The next day, on Sunday, April 20th, 2008 — exactly three months after we arrived on the island — we filed aboard a small, rickety prop plane, and forty-five minutes later we landed at Miami International Airport.

At first it was strange to be back, and for a time I went about marveling at relatively normal things: showers that could be relied upon to  quickly deliver hot water; billboards that did not feature the word “revolution”; restaurant entrees that did not involve pork. But I was not in Cuba for time enough for these things to be very foreign. This was always my home, and things in Cuba only seemed strange because I was comparing them to here.

I talked about Cuba quite a bit in the months after I came home, and at some point the conversation would inevitably turn to the future. And while I don’t know better than anyone else what the future holds for the island, I have seen things that give me some hope.

Raúl’s appointment as the President of Cuba is a temporary measure; at seventy-seven, it’s unlikely that he’ll govern for long even given Fidel’s seeming immortality. So far his tenure has been mostly unremarkable, and his reforms – like allowing Cubans to purchase cell phones or stay in hotels formerly open only to tourists – are mostly symbolic, given the prohibitively high cost of those items to normal Cubans. But for his whole life Raúl has inclined toward pragmatism. As a commander in the army that pragmatism earned him a reputation as being cold-hearted and cruel, but now, as an old man, it could serve him better in his negotiations with the United States.

As I write this, Barack Obama is twenty-seven days away from being sworn in as President of the United States, and whatever that means for the country as a whole, it will probably signal a shift in policy toward Cuba. During the campaign Obama made cautious overtures toward repairing ties with Cuba, including calling for unrestricted travel for Americans with Cuban relatives and a loosening of the restrictions on remittances sent back to the island. The fact that he won Florida (and in particular Miami-Dade County) in the election is indicative of how much attitudes there have changed toward Cuba, and in general support for the embargo seems to be waning across the board.

I think, then, that we’re going to see a major change in the next five years with regard to Cuba, and it would not surprise me if by 2015 the Communist government had fallen (or at least undergone serious changes) and U.S. – Cuban relations had been normalized.

Formal diplomatic relations, though, will not be sufficient to fully heal the rift between our two countries, and I worry that many Americans expect that, when the Communist government falls, the situation will return to where it was before the revolution. This is simply not so, and the expectation could prove harmful.

In 1959, Cuba was the most American country (outside the United States, of course) in the world. Business interests controlled the country so completely that we may as well have annexed the thing. Havana got color TV well before most of the rural United States. American movies opened simultaneously on the island and on the mainland. Habaneros drove cars as nice or nicer than their American counterparts.

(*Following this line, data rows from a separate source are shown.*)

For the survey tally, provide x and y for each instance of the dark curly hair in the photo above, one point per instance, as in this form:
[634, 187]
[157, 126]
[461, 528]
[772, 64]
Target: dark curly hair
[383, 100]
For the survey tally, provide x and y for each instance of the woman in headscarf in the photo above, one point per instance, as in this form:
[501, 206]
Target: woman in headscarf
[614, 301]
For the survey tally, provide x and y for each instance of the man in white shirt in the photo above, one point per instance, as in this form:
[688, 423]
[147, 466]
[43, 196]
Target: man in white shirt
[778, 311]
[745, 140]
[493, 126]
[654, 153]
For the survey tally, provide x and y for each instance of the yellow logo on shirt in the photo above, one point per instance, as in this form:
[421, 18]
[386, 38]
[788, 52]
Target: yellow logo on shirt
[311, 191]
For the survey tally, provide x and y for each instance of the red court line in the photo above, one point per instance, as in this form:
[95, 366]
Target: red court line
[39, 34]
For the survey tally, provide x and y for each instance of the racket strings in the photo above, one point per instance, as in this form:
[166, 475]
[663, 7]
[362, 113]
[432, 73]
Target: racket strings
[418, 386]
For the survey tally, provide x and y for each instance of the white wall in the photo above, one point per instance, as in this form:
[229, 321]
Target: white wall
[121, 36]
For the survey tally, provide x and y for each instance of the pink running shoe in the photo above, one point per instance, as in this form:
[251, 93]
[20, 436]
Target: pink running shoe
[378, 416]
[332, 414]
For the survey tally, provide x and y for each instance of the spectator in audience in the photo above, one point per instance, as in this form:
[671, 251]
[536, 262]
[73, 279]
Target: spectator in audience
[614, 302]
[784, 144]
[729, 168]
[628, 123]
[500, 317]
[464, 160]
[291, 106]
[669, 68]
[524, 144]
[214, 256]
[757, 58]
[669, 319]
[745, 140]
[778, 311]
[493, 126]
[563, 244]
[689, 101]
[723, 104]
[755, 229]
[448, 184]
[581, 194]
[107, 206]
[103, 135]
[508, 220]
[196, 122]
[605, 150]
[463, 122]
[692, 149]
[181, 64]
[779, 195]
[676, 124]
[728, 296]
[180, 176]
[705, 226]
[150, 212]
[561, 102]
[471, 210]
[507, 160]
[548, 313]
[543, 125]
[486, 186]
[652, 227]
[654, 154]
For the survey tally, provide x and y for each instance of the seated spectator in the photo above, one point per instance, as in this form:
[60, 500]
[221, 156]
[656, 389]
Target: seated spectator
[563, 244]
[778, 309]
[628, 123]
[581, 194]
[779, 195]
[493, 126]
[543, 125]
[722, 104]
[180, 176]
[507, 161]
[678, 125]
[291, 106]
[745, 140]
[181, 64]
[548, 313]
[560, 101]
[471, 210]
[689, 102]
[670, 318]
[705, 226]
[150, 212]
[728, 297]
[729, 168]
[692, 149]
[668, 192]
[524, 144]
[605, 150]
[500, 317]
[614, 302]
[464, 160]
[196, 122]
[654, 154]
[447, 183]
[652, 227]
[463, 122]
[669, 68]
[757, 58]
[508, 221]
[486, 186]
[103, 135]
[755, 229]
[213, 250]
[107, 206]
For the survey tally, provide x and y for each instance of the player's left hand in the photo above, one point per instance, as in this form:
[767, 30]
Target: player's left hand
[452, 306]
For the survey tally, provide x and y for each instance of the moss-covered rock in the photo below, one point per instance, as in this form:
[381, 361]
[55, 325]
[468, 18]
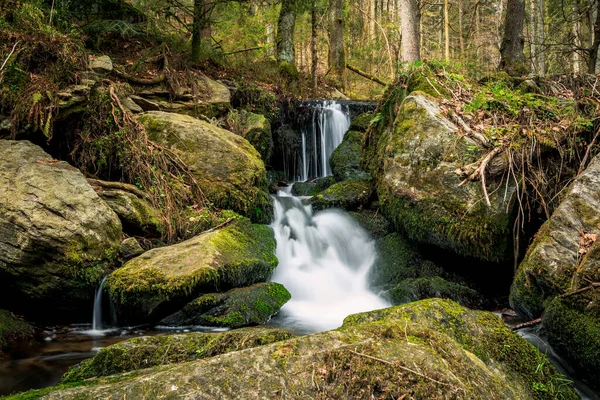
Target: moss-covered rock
[162, 280]
[256, 129]
[57, 238]
[313, 187]
[148, 351]
[345, 159]
[136, 215]
[228, 169]
[414, 163]
[13, 329]
[361, 122]
[251, 305]
[563, 260]
[348, 195]
[428, 349]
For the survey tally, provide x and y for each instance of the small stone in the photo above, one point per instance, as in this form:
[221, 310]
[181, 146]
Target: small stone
[101, 64]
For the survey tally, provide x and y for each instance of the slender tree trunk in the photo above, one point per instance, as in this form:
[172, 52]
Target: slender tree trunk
[285, 32]
[337, 55]
[512, 59]
[201, 29]
[446, 32]
[313, 44]
[410, 18]
[594, 59]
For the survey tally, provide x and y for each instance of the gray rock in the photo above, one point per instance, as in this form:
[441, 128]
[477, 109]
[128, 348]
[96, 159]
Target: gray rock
[57, 238]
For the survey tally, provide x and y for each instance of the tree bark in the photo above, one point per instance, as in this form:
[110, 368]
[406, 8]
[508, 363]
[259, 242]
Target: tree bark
[410, 17]
[512, 59]
[313, 44]
[285, 31]
[337, 55]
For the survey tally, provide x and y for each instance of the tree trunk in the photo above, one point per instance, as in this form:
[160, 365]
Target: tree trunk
[313, 44]
[285, 31]
[337, 55]
[446, 32]
[201, 29]
[410, 17]
[592, 66]
[512, 59]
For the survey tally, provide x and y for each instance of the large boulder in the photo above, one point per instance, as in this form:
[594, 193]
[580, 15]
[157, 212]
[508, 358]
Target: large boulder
[345, 159]
[557, 276]
[57, 238]
[429, 349]
[13, 329]
[148, 351]
[162, 280]
[253, 305]
[228, 169]
[414, 164]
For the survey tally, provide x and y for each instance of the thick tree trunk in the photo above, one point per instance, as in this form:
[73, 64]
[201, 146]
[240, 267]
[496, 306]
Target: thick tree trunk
[337, 55]
[410, 17]
[512, 59]
[285, 31]
[313, 44]
[201, 29]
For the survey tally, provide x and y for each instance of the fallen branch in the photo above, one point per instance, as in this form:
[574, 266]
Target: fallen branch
[366, 75]
[480, 172]
[140, 81]
[526, 324]
[118, 186]
[401, 367]
[243, 50]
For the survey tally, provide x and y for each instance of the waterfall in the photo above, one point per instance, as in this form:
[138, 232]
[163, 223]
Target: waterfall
[324, 262]
[97, 315]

This, more than anything else, explains why the Revolution succeeded so completely. Since 1492, Cuba had been ruled by others – the Spanish first, and then the Americans. Before he was a Communist, Fidel ran on a strongly Nationalistic platform, and to the people he was speaking to, the words he used – independence, patriotism, self-determination – were unfamiliar, and exciting. And when the Revolution went south (as it was doomed to from the start), most Cubans recognized it. How could they not? But they thought: it is a mess – but at least it’s our mess.

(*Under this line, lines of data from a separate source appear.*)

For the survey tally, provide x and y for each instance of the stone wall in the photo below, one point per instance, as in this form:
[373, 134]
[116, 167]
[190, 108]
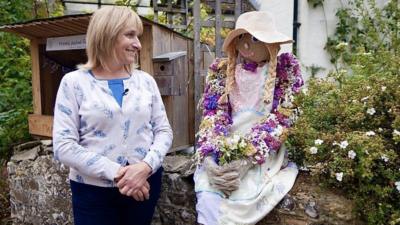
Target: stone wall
[40, 194]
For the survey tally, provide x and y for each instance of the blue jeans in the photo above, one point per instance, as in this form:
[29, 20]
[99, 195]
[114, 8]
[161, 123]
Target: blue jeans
[93, 205]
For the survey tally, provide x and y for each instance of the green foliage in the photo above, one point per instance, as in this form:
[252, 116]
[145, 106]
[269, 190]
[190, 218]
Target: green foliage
[315, 3]
[15, 71]
[355, 113]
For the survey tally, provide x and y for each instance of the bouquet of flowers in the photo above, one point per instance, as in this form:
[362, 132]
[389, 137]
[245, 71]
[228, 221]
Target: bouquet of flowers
[265, 137]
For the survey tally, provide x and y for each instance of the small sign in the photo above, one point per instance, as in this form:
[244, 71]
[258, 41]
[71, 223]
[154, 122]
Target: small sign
[66, 43]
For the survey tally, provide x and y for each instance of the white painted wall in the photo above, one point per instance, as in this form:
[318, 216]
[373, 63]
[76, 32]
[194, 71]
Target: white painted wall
[317, 24]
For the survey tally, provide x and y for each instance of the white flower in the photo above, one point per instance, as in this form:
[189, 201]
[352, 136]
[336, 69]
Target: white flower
[278, 131]
[343, 144]
[341, 45]
[384, 158]
[242, 143]
[371, 111]
[351, 154]
[339, 176]
[313, 150]
[318, 142]
[365, 98]
[397, 183]
[370, 133]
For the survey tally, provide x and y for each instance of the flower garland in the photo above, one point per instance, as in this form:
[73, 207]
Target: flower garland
[266, 136]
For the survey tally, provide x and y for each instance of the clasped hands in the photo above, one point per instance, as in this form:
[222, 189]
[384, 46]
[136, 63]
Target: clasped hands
[132, 181]
[226, 178]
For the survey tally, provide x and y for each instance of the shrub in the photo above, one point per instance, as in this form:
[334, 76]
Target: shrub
[348, 134]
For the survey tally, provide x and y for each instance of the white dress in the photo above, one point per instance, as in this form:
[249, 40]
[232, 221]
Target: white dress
[264, 186]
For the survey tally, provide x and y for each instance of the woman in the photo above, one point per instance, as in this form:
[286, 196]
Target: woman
[110, 126]
[243, 171]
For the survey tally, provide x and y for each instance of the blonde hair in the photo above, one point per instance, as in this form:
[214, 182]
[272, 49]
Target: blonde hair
[269, 84]
[104, 27]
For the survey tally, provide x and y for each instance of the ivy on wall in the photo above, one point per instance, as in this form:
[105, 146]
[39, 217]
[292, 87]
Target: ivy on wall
[348, 133]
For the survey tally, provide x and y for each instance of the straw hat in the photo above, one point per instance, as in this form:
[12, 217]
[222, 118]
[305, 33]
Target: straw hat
[261, 25]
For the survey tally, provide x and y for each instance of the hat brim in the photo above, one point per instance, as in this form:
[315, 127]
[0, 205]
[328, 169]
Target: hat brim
[264, 36]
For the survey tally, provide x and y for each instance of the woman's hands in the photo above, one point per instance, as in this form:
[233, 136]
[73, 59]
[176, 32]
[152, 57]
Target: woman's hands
[132, 180]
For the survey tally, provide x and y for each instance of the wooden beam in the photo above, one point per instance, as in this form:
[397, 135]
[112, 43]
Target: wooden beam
[40, 125]
[197, 51]
[218, 26]
[37, 98]
[238, 8]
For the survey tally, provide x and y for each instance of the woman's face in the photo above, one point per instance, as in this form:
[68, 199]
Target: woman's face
[127, 46]
[251, 49]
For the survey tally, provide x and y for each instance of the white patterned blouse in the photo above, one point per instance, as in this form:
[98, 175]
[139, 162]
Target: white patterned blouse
[95, 136]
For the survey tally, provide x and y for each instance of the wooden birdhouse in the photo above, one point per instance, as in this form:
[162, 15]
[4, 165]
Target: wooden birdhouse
[58, 44]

The Cubans I spoke to are decidedly ambivalent about the future. They realize that their government can’t – and shouldn’t – last for much longer, but they’re worried about what normal relations with the United States will mean. They’ve been told for years that their long-departed family members have been gathering in Miami, scheming, waiting for the embargo to fall so they might return and take back their houses – houses that might have been assigned to others, houses that might have been occupied by the same families since the Revolution. And while that doesn’t seem likely, no Cuban has any information to the contrary, so their suspicion grows.

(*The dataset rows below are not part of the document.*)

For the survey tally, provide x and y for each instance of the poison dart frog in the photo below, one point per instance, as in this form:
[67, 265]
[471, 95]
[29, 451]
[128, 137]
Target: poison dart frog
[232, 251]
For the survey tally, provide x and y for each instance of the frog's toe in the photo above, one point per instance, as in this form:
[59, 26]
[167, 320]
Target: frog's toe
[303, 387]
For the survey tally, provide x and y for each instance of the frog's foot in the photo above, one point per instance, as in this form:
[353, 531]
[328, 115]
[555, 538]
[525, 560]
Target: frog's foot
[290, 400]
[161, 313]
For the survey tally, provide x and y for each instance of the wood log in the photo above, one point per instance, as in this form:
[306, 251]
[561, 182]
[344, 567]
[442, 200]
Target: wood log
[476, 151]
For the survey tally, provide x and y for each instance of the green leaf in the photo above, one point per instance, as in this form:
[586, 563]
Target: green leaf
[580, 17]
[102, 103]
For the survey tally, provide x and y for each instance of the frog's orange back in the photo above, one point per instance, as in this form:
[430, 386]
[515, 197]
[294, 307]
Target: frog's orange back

But they’re most worried about their culture. Cuba has been defined, for as long as they can remember, by Communism and by the embargo. With the floodgates open, will any of that survive? How hard will people work to keep the Packards and the Buicks running when they could just go buy a Ford Focus? Will anyone listen to son when Kanye West is on the radio?

The answer is: of course these things will survive. Because societies don’t die; they adapt. That adaptation will be a painful process, and it is one that Cubans are taking on with no small amount of trepidation. But they are preparing to take it on nevertheless.

So I tell people: I’m optimistic. I tell them: change is coming. Now, it’s just a matter of time.